Advocates for L.G.B.T.Q. rights on Friday sounded the alarm over Justice Clarence Thomas’s concurring opinion overturning Roe v. Wade, calling it a potential assault on the legal doctrine protecting a wide array of Americans’ civil rights.
In his opinion, Justice Thomas argued that the court should reconsider and overturn cases guaranteeing the rights to same-sex marriage, same-sex consensual relations and contraception, saying the foundational legal theory on which they are based lacks constitutional grounding.
Justice Thomas said, however, that he agreed with the majority that the decision striking down Roe should not “cast doubt on precedents that do not concern abortion.”
Policy advocates and lawyers with some of the nation’s leading L.G.B.T.Q. advocacy organizations expressed dismay and called his words a warning shot against any fundamental rights not explicitly enumerated in the Constitution, including protections for interracial marriage and how parents raise their children.
“When one right is taken away, every other right we’ve come to rely on in this country is at risk. It’s a dark day for civil rights in our nation,” said Jim Obergefell, the main plaintiff in the 2015 Supreme Court case Obergefell v. Hodges that legalized same-sex marriage under the Fourteenth Amendment,
Shannon Minter, the legal director for the National Center for Lesbian Rights, said the opinion put the nation “on notice.”
“We are going to look back on this day as a turning point in the history of our nation, and this is a wake-up call for anyone who cares about individual freedom.”
None of Justice Thomas’s colleagues signed his concurring opinion, and some lawyers urged caution about reading too much into it.
“The majority opinion is crystal clear that ‘nothing in this opinion should be understood to cast doubt on precedents that do not concern abortion,’” said John J. Bursch, a Republican former solicitor general of Michigan, who was on the losing side of the 2015 Supreme Court case that established a right to same-sex marriage.
Still, many supporters of L.G.B.T.Q. rights saw Justice Thomas’s words as a call to jettison modern constitutional jurisprudence. “The court has moved a lot of times in recent history to extend rights to people — not to take them away — and so this is a startling and shocking and dangerous ruling today,” said Gary Buseck, a senior adviser with the Gay and Lesbian Advocates and Defenders organization.
In his opinion, Justice Thomas agreed with the majority’s ruling that the right to abortion was not a form of “liberty” protected by the due process clause of the 14th Amendment.
He then argued that the court should revisit three landmark cases that have also relied on such legal reasoning: Griswold v. Connecticut, a 1965 decision declaring that married couples had a right to contraception; Lawrence v. Texas, a 2003 case overturning sodomy laws and legalizing same-sex sexual activity nationwide; and Obergefell v. Hodges, the 2015 case establishing the right of gay couples to marry.

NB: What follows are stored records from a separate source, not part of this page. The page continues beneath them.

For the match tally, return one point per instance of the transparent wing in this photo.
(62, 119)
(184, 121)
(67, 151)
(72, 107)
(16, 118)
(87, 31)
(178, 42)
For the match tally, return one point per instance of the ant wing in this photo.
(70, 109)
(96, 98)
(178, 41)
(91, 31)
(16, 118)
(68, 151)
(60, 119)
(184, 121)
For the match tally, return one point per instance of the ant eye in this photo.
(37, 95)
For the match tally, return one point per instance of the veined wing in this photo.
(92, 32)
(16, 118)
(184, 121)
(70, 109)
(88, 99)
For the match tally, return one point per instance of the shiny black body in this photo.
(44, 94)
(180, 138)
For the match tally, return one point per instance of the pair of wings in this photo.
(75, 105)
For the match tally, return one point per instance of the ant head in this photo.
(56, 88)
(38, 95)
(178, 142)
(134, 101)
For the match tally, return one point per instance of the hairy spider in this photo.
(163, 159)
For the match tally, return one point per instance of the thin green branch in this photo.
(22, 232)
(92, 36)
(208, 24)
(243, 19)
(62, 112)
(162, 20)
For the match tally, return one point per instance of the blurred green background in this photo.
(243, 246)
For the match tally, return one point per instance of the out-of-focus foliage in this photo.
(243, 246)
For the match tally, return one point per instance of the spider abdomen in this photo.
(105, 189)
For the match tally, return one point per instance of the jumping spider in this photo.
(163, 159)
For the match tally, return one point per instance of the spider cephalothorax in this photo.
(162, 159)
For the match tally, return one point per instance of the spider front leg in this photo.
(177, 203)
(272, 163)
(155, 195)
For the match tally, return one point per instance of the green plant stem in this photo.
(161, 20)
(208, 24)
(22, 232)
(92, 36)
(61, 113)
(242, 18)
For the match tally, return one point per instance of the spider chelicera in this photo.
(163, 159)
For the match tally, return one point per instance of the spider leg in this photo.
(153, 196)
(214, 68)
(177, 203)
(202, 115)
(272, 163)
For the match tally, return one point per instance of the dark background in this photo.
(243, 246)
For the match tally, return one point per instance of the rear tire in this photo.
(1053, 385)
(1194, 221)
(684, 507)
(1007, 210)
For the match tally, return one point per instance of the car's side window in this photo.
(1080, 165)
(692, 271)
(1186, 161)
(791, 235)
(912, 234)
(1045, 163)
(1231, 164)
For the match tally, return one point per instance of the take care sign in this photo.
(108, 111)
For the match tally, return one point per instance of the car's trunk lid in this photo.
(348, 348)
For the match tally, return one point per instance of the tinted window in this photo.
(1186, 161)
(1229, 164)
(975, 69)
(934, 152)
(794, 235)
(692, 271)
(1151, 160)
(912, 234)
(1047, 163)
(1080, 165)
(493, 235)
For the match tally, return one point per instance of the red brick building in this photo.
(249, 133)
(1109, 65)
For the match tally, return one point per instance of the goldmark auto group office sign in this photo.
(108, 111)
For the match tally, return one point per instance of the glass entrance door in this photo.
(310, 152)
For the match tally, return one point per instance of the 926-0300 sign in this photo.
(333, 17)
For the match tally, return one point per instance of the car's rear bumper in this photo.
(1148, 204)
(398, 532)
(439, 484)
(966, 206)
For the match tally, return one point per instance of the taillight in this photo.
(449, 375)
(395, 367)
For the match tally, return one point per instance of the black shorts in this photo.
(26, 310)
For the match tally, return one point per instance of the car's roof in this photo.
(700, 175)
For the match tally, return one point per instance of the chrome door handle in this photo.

For any of those cases to be overturned, litigation would have to work its way up to the Supreme Court, and four justices would have to sign on to a petition to hear the case. The rights established in those cases could still be affirmed on similar or other legal grounds.
Mr. Obergefell said the Thomas concurrence distressed him.
“Justice Thomas makes it clear, once again, that he does believe some of us are more equal than others — that some of us don’t deserve to commit to the person we love,” he said.
L.G.B.T.Q. advocates warned that Justice Thomas had issued broadsides against the 2015 same-sex marriage case before.
In 2020, when the Supreme Court declined to take up the case of a Kentucky clerk who refused to issue marriage licenses to gay couples, he and Justice Samuel A. Alito Jr. issued a statement saying Obergefell threatened “the religious liberty of the many Americans who believe that marriage is a sacred institution between one man and one woman.”
Justice Thomas’s opinion on Friday “would be profoundly shocking if it were coming from anyone other than Justice Thomas,” said Jennifer Pizer, the acting chief legal officer for Lambda Legal, which focuses on protecting the civil rights of lesbian, gay, bisexual and transgender people.
“It is simply bizarre and jurisprudentially mistaken to read the Constitution as if it were a catalog,” she added. “The Constitution does not say we have an explicit right to breathe or eat, but of course the government can’t deprive us of the right to breathe simply because the phrase is not in the Constitution.”